Manufacturing vaccines is profoundly more complex than manufacturing, say, shoes or bicycles. Vaccines typically require large vats in which their ingredients are grown, and these have to be maintained in sterile conditions. Also, no factories have ever churned out millions of doses of approved vaccines made with the cutting-edge technology being tested by companies like Inovio and Moderna.
Facilities have sprung up in recent years to make viral-vector vaccines, including a Johnson & Johnson plant in the Netherlands. But meeting pandemic demand would be an enormous challenge. Manufacturers have the most experience mass-producing inactivated vaccines, made with killed viruses, so this type may be the easiest to produce in large quantities.
But there cannot be just one vaccine. If that were to happen, the company that made it would have no chance of meeting the world’s demand.
“The hope is that they will all, at some level, be effective, and certainly that’s important because we need more than just one,” said Emilio Emini, a director of the vaccine program at the Bill and Melinda Gates Foundation, which is providing financial support to many competing vaccine efforts.
As part of a public-private partnership the White House calls Operation Warp Speed, the Trump administration has promised to design a kind of parallel manufacturing track to run alongside the clinical trials, building up capacity well before trials are concluded, in hopes that one or more vaccines could be distributed immediately upon approval.
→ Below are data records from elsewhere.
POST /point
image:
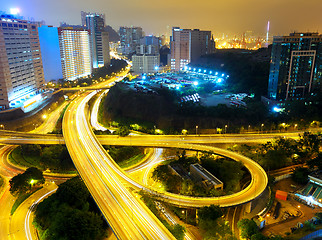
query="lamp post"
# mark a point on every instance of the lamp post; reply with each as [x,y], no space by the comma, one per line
[185,211]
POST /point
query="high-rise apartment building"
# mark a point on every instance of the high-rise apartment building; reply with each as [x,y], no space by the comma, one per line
[75,53]
[145,63]
[84,14]
[188,45]
[21,71]
[99,40]
[296,66]
[130,38]
[50,51]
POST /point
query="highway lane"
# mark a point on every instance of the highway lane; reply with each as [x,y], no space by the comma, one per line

President Trump said on Friday that the goal of the project was to distribute a vaccine “prior to the end of the year.” To do that, Mr. Trump is relying on the Defense Department to manage the manufacturing logistics related to vaccine development.
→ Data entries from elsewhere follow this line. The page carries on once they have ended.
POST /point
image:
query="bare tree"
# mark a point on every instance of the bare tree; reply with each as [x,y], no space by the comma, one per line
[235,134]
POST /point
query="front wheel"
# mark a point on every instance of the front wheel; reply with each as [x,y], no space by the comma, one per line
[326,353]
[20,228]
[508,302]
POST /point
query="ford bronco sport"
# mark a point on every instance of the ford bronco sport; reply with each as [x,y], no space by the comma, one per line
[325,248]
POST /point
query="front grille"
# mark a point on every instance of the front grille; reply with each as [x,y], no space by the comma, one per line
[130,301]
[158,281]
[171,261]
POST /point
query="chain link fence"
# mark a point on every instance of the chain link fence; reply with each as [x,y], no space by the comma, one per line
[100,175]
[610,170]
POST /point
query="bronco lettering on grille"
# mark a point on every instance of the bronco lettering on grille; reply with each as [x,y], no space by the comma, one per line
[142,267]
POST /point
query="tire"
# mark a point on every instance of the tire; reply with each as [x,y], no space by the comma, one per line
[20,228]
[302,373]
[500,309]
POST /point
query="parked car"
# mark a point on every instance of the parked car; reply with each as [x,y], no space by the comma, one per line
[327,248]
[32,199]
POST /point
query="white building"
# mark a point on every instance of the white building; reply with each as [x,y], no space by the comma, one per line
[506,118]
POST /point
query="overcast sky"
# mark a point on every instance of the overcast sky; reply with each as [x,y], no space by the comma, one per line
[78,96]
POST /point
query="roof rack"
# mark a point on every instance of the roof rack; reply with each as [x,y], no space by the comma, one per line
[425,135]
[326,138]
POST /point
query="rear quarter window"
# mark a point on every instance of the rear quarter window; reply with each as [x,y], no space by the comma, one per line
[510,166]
But in an interview on Thursday, Gen. Gustave F. Perna, who will manage the manufacturing logistics, said discussions about the equipment and facilities needed for production were just beginning.
He described his work as a “math problem”: how to get 300 million doses of a vaccine that doesn’t yet exist to Americans — by January.
He added: “Now, how am I going to distribute it? What is it going to be distributed in? What do I need to order now to make sure I have the distribution capability? The small bottles, the trucks.”
Dr. Amesh Adalja, an infectious disease physician and senior scholar at the Johns Hopkins University Center for Health Security, said that seemingly minor aspects of production and distribution could complicate progress later on.
“This is on a scale we’ve never seen since the polio vaccine,” he said. “It’s the little things like the syringes, the needles, the glass vials. All of that has to be thought about. You don’t want something that seems so simple to be the bottleneck in your vaccination program.”
A coronavirus vaccine doesn’t yet exist, but already there are questions about who will be able to afford it.
Last week, Oxfam organized an open letter from 140 world leaders and experts calling for a “people’s vaccine,” which would be “made available for all people, in all countries, free of charge.”
“These vaccines have to be a public good,” said Helen Clark, the former president of New Zealand who signed the open letter. “We’re not safe till everyone is safe.”
Sui-Lee Wee contributed reporting from Singapore.